Im letzten Jahr stellte die Netz NÖ in Hofstetten (Markgemeinde Hofstetten-Grünau) weitreichende Arbeiten am Stromnetz fertig. „Um die künftigen Herausforderungen an das Stromnetz besser bewältigen zu können, wurde im ganzen Ortsbereich das Stromnetz verstärkt und auch die Trafostationsdichte erhöht“, berichtet Netzregionsleiter Konstantin deMartin seitens Netz NÖ. Insgesamt wurden dabei 10 neue Kompakt-Trafostationen verbaut.
Bürgermeister Arthur Rasch ergänzt: „Ausgelöst durch den Bau der Hochwasserschutzmaßnahmen entlang der Konvalinastraße wurden die Arbeiten in enger Kooperation zwischen Netz NÖ, der NÖ-Straßenbauabteilung und der Markgemeinde Hofstetten-Grünau geplant und umgesetzt.“ Rasch zeigt sich beim Lokalaugenschein mit dem Ergebnis sehr zufrieden: „Aktuell erfolgen noch letzte Restarbeiten, dann ist unser Stromnetz wieder fit für die kommenden Jahrzehnte“.
Netz-Ausbau bis 2034
In ihrer Rolle als Verteilnetzbetreiberin stellt das die Netz NÖ vor eine gewaltige Herausforderung, da das Stromnetz in vergleichbar kurzer Zeit auf den verschiedenen Ebenen modernisiert und ausgebaut werden muss.

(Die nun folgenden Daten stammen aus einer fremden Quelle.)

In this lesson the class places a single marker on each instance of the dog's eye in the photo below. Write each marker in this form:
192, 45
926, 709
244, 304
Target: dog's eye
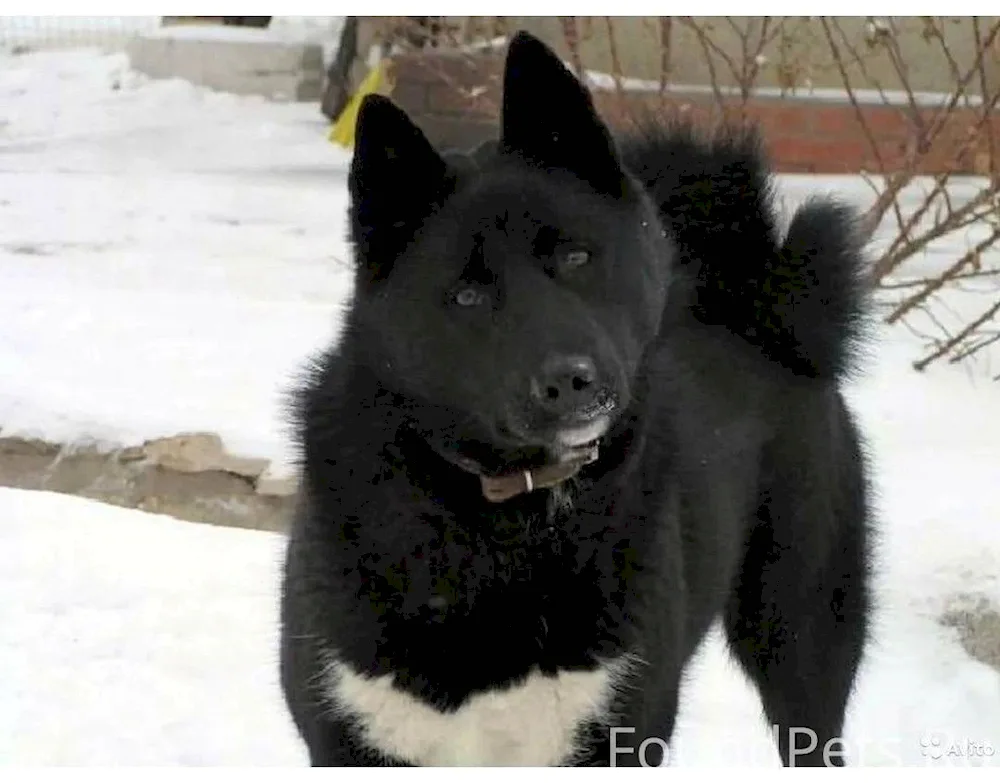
576, 257
468, 297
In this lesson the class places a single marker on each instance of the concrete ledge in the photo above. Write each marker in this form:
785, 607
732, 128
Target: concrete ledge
242, 61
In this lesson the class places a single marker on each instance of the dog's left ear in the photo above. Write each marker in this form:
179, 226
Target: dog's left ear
549, 118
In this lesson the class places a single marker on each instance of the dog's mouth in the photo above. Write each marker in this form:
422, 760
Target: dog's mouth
550, 459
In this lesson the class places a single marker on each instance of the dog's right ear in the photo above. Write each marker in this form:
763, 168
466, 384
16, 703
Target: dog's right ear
395, 181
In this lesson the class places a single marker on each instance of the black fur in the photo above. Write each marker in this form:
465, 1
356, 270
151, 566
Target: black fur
731, 483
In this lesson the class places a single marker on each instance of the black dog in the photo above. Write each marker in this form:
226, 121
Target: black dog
585, 402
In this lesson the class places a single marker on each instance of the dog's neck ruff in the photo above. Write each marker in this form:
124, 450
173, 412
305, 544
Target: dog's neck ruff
498, 489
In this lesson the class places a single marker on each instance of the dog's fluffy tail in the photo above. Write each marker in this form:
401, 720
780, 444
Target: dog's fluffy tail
802, 300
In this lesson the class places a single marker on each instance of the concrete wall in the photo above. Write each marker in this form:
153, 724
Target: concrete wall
800, 54
455, 98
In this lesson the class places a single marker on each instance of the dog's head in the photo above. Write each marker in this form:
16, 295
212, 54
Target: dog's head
509, 300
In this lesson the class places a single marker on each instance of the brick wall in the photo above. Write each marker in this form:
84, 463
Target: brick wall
455, 100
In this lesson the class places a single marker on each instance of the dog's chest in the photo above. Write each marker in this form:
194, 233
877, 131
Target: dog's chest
532, 723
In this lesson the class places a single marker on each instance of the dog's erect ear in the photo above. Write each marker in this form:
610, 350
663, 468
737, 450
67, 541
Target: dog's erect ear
550, 120
396, 179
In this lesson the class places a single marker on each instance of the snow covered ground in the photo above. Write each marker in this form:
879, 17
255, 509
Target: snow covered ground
168, 256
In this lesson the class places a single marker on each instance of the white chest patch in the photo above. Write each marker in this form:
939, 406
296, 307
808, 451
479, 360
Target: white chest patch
531, 723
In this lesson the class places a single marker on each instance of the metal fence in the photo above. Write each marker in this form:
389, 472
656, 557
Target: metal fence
29, 33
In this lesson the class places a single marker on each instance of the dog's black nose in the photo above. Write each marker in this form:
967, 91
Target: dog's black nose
565, 384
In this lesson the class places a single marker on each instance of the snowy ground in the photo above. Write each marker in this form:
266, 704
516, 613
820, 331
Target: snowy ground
167, 257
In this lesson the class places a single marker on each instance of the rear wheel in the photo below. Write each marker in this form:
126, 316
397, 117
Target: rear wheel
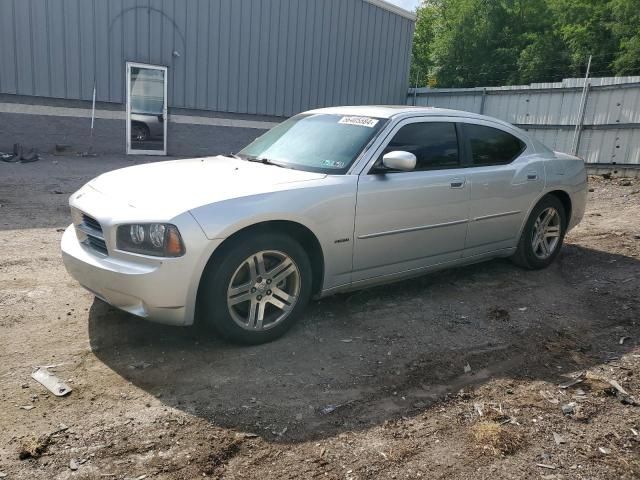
258, 290
543, 234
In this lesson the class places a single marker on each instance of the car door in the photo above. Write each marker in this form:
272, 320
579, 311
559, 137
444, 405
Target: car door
505, 177
410, 220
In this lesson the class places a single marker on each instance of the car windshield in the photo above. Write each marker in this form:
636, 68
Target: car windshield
315, 142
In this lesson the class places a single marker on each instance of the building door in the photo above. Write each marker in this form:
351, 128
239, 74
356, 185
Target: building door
146, 109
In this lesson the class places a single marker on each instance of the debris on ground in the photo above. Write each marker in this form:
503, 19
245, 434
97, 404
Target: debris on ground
499, 314
140, 366
51, 382
496, 439
19, 155
329, 409
559, 439
34, 447
574, 381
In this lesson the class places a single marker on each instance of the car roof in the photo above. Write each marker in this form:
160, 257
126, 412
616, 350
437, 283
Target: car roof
403, 111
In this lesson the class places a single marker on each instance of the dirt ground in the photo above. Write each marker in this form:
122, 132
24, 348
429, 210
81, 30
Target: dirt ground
452, 375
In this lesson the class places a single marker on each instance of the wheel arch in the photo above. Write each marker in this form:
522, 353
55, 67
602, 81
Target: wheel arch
301, 233
565, 199
561, 195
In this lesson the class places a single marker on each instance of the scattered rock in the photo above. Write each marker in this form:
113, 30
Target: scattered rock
34, 448
498, 314
139, 366
574, 381
559, 439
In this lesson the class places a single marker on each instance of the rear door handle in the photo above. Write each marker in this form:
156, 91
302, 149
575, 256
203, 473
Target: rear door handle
458, 183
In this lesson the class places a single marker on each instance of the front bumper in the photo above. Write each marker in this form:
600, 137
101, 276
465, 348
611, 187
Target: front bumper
146, 290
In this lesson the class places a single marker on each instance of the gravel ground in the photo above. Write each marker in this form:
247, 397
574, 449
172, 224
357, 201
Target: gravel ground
452, 375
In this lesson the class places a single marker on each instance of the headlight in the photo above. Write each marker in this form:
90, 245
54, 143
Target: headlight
157, 239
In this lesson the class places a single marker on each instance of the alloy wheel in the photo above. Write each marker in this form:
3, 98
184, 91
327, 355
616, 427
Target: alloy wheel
263, 290
546, 233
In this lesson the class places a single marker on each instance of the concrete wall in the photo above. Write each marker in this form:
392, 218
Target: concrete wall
273, 57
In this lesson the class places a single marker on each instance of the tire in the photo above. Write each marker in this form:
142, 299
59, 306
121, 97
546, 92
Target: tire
249, 304
526, 255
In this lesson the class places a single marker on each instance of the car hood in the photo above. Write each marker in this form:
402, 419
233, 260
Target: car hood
173, 187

- Neu- oder Ersatzneubau von etwa 55 Umspannwerken inkl. Anschlussleitungen (dzt. sind 92 Umspannwerke in Betrieb)
- Jährliche Errichtung von etwa 700 Trafostationen (langjähriger Schnitt von etwa 250 Stationen)
- Verlegen von etwa 1.000 km Mittel- und Niederspannungskabel pro Jahr
Dieser starke Ausbau ist zwingend notwendig. Denn der Umbau des Energiesystems schreitet mit großen Schritten voran. Rund 25 Prozent der Sonnenkraftwerke Österreichs befinden sich hier in Niederösterreich – und mehr als 50 % der Windkraftanlagen.
Die Netz NÖ investiert alleine in diesem Geschäftsjahr rund 520 Mio. in den Ausbau der Infrastruktur, um die Energiezukunft „auf den Boden zu bringen“.